Photographie, image, et le réel

Publié le 19 Octobre 2018

Il y a les guerres, il y a la Corse, il y a la photographie et tout cela s’organise aux accents de l’office funèbre que le parrain de la jeune photographe célèbre à la mort de celle-ci.

Antonia est morte bêtement, si jeune encore, dans un accident de voiture, elle qui a traversé plusieurs guerres en tant que reporter, au plus près des conflits, immergée dans ces luttes sanglantes, stériles, incompréhensibles souvent tant leur fureur accable les populations.

Antonia est devenue photographe grâce au cadeau que son parrain lui a offert dans sa prime jeunesse. Il est ainsi devenu celui qui la comprenait le mieux, et tandis qu’ils évoluent chacun dans des sphères radicalement différentes, il demeurera toujours son point de repère, surtout au plus fort de leurs oppositions, quand les tragédies des pays, qu’elle s’obstine à découvrir par le prisme des guerres fratricides, occupent toutes ses pensées, sous-tendent sa réflexion politique, lui permettent de se construire.

Bien sûr, il y a aussi la Corse, ses luttes sanglantes, meurtrières, intestines où des factions rivales s’opposent tragiquement, où les amis de jeunesse se retrouvent ennemis, où son amoureux lui-même se laisse corrompre par l’escalade de la violence. Alors un jour, parce qu’elle ne sait rien faire d’autre que photographier, Antonia choisit de revenir s’installer en Corse et de s’immerger dans les photos de famille, mariage et autres événements familiaux pour oublier ce que la mort instille de fascination.
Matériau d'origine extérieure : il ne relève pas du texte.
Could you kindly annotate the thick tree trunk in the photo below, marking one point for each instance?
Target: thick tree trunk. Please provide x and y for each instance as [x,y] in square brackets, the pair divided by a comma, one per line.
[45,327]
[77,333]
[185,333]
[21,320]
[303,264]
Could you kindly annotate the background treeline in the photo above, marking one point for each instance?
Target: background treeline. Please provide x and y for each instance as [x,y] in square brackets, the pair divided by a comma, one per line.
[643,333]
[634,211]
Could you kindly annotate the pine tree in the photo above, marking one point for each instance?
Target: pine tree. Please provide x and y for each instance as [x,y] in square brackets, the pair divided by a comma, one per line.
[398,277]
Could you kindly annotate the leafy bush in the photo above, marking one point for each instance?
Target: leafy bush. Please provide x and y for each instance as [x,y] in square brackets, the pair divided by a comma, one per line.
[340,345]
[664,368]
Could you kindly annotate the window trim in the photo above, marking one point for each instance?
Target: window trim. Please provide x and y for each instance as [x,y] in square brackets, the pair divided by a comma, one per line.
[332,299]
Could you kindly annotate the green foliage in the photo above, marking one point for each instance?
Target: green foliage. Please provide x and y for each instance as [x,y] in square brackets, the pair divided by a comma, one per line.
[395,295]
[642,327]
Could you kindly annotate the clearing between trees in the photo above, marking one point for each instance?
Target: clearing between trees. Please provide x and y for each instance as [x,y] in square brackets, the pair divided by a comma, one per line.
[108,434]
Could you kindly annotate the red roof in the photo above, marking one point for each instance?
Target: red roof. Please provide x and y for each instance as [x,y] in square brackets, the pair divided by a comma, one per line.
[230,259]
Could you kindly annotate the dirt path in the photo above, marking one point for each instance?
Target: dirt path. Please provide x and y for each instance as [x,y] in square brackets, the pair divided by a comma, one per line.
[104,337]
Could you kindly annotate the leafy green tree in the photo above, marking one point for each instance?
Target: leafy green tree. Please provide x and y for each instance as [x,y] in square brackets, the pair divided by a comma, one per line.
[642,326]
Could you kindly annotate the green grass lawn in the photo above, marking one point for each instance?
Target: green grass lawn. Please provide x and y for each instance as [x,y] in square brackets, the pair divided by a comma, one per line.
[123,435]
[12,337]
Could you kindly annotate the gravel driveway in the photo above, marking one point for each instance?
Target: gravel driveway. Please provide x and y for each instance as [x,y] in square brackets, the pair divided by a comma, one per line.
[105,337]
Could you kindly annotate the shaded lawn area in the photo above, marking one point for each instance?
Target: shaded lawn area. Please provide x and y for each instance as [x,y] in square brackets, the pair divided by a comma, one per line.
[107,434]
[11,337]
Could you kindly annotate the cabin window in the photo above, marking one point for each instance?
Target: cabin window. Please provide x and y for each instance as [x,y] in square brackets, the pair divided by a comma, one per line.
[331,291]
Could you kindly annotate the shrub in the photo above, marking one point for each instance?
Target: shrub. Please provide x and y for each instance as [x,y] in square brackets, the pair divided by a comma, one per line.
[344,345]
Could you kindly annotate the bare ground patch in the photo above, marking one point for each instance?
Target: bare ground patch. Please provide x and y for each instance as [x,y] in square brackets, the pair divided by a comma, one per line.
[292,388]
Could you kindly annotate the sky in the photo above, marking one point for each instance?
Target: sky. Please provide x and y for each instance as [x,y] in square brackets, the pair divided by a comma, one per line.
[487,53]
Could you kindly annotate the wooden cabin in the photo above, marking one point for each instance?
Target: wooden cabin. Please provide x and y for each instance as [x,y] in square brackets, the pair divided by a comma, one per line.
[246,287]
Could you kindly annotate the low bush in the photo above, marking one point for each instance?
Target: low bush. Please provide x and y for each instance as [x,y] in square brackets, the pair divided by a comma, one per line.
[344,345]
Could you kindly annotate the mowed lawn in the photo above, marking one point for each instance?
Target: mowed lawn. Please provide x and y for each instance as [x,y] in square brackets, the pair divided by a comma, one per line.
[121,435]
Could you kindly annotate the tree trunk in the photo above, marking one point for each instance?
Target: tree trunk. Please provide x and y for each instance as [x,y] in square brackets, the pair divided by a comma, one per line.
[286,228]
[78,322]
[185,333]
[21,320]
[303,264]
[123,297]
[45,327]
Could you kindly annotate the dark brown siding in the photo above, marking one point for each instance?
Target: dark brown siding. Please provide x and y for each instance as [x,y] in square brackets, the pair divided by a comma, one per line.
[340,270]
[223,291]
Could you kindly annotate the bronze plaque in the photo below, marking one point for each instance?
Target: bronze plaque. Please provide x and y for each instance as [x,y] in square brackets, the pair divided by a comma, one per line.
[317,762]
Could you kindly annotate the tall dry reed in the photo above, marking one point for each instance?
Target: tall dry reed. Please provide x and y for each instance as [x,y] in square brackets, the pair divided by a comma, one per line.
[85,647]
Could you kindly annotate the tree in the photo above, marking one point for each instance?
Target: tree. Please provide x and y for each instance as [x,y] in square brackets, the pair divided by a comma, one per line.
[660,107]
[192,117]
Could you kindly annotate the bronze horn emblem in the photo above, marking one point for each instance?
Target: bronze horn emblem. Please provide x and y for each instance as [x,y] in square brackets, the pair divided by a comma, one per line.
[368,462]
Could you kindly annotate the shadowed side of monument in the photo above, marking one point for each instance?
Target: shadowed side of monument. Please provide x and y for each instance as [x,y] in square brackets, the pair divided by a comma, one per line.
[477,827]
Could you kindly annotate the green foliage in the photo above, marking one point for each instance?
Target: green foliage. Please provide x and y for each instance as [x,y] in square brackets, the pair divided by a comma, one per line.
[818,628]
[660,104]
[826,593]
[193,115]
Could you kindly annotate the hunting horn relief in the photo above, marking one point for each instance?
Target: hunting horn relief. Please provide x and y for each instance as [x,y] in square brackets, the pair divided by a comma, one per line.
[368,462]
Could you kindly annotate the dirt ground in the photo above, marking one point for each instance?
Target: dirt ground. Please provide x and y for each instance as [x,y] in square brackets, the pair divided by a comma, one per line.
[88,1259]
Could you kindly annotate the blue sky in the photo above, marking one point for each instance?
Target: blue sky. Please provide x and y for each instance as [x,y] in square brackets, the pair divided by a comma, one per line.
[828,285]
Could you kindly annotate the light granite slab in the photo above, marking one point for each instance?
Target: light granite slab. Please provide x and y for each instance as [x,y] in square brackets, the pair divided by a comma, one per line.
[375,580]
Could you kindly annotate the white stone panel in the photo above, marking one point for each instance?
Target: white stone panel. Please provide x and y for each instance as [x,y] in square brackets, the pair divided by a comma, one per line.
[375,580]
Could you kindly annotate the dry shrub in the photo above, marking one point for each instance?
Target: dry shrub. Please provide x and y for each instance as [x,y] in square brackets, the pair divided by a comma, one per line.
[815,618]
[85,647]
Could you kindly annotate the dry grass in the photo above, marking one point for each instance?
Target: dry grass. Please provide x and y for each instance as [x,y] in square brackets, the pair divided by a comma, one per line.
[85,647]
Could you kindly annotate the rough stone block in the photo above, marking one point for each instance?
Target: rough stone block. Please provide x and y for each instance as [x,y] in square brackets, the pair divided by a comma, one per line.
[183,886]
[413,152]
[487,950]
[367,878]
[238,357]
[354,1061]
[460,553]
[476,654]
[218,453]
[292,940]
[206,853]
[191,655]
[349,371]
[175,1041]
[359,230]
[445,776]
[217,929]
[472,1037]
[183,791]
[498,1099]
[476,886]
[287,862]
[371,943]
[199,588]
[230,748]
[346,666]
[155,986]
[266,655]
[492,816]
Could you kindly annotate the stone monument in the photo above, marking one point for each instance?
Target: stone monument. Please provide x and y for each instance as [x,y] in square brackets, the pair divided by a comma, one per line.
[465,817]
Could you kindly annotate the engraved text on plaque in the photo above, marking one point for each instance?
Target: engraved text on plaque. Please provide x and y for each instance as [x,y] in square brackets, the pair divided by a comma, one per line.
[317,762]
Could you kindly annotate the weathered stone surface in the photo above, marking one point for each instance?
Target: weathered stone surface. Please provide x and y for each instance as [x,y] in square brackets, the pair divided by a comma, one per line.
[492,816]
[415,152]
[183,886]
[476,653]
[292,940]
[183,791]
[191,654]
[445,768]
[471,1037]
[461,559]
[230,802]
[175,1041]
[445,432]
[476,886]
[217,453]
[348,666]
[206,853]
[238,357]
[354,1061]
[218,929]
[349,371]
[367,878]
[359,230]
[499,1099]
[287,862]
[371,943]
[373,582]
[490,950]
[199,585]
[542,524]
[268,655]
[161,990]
Toute la vie d’Antonia va défiler pour le lecteur tout au long d’un requiem, chanté en polyphonie, dont la liturgie est imposée par son parrain, devenu prêtre, qui doit célébrer les funérailles et les paroles des séquences de cette messe des morts s’imposent  pour magnifier cette mort tragique, en contrepoint de cette vie fauchée, reflet de toutes celles qu’Antonia restituaient dans ses photographies. L’image, la mort, l’ambiguïté du regard sur l’indicible, l’innommable, l’impact de ces photographies où l’esthétique éloigne du réel du fait du talent du photographe, toutes ces questions sont au centre de ce roman impressionnant, fascinant. L’écriture de Jérôme Ferrari est dense, vivante, profonde, d’une technicité hallucinante, et ses phrases belles, puissantes,  longues et rythmées sont comme le ressac de notre époque si déchirée.